Projection de l’evolution de la population mondiale jusqu’en 2100 © ONU
Deuxième élément, l’ONU prévoit des baby-booms dans plusieurs pays où la fécondité est très basse, comme la Corée du Sud (0,98) ou Singapour (1,14). Lorsque la fécondité est inférieure à 1,3 enfant par femme, les Nations-Unies prévoient systématiquement une remontée à 1,5 pour 2050, puis à 1,7 ou 1,8 vers 2100. On observe effectivement des remontées de fécondité après de fortes baisses. On peut citer le cas des anciens pays du bloc de l’Est qui ont connu une forte baisse de fécondité liée au recul de l’âge du premier enfant (de 23 à 28 ans). Mais une fois la transition terminée, on observe un retour à la normale et donc une légère hausse, qui reste cependant modérée. En Pologne, on est passé de 1,24 enfant par femme en 2004 à 1,41 en 2011 et en Hongrie de 1,25 à 1,39 de 2011 à 2016. Puis la fécondité est retombée. Ces effets mécaniques sont insuffisants pour justifier les prévisions de l’ONU.
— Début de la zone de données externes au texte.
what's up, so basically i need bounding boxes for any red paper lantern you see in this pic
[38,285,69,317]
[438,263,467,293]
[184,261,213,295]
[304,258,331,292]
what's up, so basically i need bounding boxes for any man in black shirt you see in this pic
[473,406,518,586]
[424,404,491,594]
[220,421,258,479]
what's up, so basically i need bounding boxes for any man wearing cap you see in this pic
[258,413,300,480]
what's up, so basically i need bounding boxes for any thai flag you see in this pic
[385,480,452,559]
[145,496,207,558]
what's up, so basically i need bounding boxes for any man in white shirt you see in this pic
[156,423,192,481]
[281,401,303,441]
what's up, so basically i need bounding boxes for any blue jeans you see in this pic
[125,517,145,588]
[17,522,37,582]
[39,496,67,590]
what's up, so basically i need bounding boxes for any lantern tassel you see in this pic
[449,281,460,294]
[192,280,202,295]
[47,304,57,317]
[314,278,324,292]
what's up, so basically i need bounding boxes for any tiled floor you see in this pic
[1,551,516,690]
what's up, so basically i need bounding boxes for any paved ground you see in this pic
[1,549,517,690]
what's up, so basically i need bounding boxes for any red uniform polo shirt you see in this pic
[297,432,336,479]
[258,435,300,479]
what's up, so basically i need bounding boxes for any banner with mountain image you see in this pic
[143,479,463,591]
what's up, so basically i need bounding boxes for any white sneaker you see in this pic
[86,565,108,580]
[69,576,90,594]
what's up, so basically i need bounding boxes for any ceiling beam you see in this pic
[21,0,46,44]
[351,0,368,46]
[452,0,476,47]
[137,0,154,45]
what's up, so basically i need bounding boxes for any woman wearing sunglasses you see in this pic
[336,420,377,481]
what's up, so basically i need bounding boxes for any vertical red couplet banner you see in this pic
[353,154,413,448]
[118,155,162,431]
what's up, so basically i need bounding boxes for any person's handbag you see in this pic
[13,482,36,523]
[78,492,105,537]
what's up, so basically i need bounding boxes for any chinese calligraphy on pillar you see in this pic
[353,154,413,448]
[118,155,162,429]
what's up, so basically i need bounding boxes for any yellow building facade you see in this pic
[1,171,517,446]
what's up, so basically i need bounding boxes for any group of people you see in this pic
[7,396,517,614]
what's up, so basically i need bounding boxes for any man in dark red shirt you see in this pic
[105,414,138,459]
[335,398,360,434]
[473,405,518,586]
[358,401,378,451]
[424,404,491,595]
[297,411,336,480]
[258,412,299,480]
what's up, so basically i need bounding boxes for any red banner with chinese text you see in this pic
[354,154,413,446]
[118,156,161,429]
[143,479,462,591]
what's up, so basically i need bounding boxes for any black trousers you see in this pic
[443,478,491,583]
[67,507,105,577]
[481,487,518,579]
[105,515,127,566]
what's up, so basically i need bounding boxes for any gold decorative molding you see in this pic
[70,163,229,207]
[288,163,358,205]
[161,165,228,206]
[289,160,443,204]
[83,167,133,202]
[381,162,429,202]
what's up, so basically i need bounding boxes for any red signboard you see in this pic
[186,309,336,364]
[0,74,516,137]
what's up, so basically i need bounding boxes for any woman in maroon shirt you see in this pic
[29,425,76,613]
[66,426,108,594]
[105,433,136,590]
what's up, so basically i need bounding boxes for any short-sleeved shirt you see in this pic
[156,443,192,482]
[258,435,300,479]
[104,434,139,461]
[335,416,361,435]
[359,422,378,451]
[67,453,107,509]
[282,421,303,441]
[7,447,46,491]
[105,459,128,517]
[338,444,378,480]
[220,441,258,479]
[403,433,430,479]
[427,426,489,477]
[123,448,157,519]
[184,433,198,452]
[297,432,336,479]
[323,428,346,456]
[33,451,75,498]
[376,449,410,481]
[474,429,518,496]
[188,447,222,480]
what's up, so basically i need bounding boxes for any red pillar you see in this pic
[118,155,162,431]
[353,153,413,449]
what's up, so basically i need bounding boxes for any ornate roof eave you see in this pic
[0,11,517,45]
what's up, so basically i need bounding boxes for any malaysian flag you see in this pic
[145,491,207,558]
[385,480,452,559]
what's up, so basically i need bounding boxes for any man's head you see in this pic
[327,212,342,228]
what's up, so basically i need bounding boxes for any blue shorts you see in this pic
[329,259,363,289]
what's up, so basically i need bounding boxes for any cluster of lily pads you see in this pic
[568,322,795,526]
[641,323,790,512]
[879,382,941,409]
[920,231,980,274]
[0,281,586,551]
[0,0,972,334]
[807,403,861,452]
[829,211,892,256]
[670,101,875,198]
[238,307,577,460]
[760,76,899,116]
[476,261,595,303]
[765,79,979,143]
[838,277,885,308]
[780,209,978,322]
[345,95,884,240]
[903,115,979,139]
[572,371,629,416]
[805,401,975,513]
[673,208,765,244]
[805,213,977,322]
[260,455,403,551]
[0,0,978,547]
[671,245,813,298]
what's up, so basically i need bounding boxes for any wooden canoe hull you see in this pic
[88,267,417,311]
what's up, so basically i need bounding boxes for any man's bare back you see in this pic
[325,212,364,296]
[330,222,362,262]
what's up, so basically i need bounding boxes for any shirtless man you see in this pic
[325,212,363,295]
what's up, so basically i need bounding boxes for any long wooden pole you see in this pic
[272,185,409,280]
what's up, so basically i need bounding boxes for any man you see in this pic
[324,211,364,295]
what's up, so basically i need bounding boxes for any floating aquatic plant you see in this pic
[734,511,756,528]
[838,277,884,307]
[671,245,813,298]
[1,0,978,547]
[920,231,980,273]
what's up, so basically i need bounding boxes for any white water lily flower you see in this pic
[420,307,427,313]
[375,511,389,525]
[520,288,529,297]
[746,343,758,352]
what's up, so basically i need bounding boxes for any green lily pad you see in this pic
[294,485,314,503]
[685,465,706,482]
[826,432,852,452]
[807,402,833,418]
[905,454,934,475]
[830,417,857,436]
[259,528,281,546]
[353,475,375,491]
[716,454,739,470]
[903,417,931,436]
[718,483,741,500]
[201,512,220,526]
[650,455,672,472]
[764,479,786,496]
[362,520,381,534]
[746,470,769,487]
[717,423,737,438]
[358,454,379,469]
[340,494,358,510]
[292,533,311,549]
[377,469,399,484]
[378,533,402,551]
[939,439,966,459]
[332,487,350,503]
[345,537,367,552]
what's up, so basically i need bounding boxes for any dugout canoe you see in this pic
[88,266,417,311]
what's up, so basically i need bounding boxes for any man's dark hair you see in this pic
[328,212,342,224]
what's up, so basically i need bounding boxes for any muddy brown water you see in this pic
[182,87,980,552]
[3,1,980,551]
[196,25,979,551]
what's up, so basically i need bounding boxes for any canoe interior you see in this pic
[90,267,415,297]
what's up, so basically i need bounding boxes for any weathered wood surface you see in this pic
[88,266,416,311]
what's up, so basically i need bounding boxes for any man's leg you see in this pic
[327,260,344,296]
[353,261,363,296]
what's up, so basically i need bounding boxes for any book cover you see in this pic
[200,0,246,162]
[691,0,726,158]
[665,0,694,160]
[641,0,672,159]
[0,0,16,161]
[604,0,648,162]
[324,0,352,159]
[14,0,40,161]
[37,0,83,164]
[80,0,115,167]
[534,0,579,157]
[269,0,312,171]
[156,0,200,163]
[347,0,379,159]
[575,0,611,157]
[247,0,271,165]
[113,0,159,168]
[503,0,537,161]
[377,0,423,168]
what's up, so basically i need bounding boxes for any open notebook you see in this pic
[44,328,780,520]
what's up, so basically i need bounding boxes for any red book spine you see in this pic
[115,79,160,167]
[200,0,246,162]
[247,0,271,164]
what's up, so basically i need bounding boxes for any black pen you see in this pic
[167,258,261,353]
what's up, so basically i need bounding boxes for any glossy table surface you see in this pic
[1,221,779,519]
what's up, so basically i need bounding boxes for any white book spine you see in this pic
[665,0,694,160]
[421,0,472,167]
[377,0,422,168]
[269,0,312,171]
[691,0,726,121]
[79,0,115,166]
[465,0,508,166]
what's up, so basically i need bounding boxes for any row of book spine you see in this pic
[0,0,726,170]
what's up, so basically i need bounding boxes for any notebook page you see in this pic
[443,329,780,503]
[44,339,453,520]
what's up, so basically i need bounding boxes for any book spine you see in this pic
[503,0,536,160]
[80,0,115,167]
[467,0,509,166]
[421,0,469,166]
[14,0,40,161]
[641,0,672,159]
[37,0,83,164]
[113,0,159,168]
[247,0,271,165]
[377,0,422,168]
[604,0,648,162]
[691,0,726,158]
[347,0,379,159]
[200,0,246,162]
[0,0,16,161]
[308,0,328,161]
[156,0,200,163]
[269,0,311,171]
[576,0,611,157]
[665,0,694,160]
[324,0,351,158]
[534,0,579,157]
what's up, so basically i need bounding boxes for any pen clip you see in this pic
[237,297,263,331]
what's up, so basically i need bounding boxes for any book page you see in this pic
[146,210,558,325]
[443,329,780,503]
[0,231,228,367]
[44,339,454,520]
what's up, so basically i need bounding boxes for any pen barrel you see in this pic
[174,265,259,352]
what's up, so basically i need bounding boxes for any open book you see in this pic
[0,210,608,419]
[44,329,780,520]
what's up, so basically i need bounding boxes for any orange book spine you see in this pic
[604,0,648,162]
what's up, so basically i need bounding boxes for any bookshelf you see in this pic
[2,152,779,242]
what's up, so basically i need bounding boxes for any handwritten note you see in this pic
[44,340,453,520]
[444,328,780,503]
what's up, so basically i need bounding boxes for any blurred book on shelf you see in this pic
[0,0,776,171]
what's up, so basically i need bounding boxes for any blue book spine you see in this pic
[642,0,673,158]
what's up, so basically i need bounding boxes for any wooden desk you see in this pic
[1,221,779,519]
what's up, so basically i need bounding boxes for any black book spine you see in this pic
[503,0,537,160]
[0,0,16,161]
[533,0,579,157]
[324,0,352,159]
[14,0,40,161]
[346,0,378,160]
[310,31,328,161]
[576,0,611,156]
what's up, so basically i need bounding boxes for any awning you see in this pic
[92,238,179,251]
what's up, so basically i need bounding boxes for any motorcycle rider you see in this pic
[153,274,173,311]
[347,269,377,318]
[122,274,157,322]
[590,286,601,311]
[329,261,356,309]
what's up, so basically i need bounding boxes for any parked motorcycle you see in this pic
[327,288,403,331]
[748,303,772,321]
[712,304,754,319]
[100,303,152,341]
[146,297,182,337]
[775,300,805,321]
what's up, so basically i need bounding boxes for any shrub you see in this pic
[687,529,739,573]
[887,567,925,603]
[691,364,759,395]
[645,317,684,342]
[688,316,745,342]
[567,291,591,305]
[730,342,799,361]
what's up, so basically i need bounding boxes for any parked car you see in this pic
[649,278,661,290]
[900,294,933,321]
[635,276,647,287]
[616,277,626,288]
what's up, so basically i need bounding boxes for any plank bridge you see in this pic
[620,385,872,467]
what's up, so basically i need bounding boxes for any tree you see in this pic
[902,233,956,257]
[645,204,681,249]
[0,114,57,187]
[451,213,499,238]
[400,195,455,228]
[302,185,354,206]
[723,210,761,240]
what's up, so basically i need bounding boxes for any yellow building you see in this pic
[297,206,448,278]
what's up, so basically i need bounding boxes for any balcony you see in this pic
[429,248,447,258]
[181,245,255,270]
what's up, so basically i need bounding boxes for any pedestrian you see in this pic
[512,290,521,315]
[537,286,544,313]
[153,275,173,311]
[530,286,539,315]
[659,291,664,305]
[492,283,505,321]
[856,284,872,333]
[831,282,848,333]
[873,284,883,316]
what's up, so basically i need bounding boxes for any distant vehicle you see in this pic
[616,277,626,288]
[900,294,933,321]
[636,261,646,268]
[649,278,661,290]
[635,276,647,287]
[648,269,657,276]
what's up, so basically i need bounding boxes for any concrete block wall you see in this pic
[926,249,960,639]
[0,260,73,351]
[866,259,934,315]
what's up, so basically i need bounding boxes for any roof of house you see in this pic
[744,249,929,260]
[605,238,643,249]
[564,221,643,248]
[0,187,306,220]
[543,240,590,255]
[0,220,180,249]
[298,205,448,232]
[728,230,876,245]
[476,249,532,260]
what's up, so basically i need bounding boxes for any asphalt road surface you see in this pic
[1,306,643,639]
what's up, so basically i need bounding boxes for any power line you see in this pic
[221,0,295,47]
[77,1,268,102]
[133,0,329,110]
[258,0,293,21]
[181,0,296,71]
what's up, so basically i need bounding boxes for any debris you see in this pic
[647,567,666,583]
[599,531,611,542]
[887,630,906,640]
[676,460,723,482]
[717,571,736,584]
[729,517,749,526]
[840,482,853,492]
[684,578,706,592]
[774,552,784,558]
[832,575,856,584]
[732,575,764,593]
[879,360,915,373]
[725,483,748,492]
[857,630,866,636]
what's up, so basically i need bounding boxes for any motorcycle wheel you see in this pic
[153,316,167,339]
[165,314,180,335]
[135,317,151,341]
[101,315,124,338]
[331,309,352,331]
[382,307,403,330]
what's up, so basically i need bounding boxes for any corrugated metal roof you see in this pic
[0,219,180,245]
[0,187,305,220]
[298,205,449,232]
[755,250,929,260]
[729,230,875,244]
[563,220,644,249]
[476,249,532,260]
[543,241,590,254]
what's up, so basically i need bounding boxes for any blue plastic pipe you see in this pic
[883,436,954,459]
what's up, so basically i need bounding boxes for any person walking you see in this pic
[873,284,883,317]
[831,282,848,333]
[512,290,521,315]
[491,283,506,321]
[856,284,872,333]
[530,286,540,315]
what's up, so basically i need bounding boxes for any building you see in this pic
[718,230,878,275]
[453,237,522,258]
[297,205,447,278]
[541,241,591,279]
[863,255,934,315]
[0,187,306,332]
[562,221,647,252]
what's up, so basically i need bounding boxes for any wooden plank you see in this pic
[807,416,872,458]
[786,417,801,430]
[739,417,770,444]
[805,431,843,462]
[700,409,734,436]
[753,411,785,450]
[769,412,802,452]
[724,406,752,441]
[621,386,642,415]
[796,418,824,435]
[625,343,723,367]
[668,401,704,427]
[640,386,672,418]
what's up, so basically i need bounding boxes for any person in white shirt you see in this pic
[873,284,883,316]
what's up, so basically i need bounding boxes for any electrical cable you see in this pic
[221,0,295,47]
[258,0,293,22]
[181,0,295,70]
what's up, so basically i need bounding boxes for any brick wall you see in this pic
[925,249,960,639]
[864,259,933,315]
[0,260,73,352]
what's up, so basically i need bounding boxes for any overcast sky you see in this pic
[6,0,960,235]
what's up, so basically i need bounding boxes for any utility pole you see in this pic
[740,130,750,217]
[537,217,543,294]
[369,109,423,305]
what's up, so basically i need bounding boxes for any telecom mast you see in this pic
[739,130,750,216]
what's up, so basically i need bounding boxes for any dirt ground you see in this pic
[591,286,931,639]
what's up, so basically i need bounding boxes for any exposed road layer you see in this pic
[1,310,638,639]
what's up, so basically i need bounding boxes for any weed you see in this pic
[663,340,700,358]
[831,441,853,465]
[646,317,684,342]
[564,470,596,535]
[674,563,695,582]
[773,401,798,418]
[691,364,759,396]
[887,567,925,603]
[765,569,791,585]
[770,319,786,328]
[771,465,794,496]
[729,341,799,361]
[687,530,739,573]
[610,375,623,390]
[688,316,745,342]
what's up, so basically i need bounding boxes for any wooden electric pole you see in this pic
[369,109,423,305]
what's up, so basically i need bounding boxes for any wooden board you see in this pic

La fécondité est-elle mal estimée ?
Dans l’ensemble, la baisse de la fécondité est assez mal anticipée. Les deux tiers de la population mondiale vivent dans un pays où la fécondité est inférieure à deux enfants par femme. En Amérique latine, le pays – ou disons la région – qui a la fécondité la plus élevée est la Guyane française ! Le Brésil est passé de 6,5 enfants par femme à 1,7 en 40 années.
Enfin, les deux pays les plus peuplés, la Chine et l’Inde, connaissent une baisse rapide de la fécondité. En Inde, elle est déjà de 2,3 enfants par femme et dans 23 États sur 36 en dessous de 2,1. En Chine, l’abandon de la politique de l’enfant unique en 2017 a généré une légère hausse qui est depuis totalement retombée. Mais, encore une fois, la transition démographique a un effet retard. La Chine, pour reprendre cet exemple, ne connaîtra une décroissance de sa population qu’à partir de 2032.
Voyez-vous d’autres causes de surestimation de la croissance démographique ?
Oui, la baisse de la mortalité semble surestimée. Celle-ci contribue au boom démographique puisque les gens vivent plus longtemps. Or, depuis cinq ans, l’âge moyen de la mort a augmenté nettement plus lentement dans les pays développés. Parmi les causes possibles, on cite l’obésité, la dégradation de l’environnement et les inégalités. Pour autant, l’ONU table sur un gain de cinq années de vie d’ici 2030 dans ces pays. Cela semble très optimiste.
Quelle sera la population mondiale en 2100 ?
Elle n’atteindra pas les 11 milliards, elle va plutôt vers les 10 milliards. On peut dire que l’explosion démographique est presque terminée. Le moment de l’explosion des années 1990 et 2000 est derrière nous et la décrue arrivera plus tôt qu’on ne le pense.
Quelles peuvent être les conséquences de ce déclin démographique ?
Je vois deux évolutions sociétales majeures. Le recul nécessaire du départ à la retraite dans les pays qui ont un système de retraite (afin de permettre son maintien), et l’entrée en activité professionnelle des femmes dans les pays où leur taux d’activité est faible. Dans les deux cas, cela suppose une évolution des mentalités. On le voit en France avec la retraite. Le philosophe Marcel Gauchet parle du « moment socialiste » de la vie : du temps libre, de l’argent et plus de patron ! Beaucoup de personnes ne veulent pas y renoncer.
Quant aux coûts de santé, ils sont en réalité concentrés sur les derniers mois de la vie des gens. Le recul de la mortalité repousse les coûts de santé plus qu’il ne les accroît, toutes choses égales par ailleurs.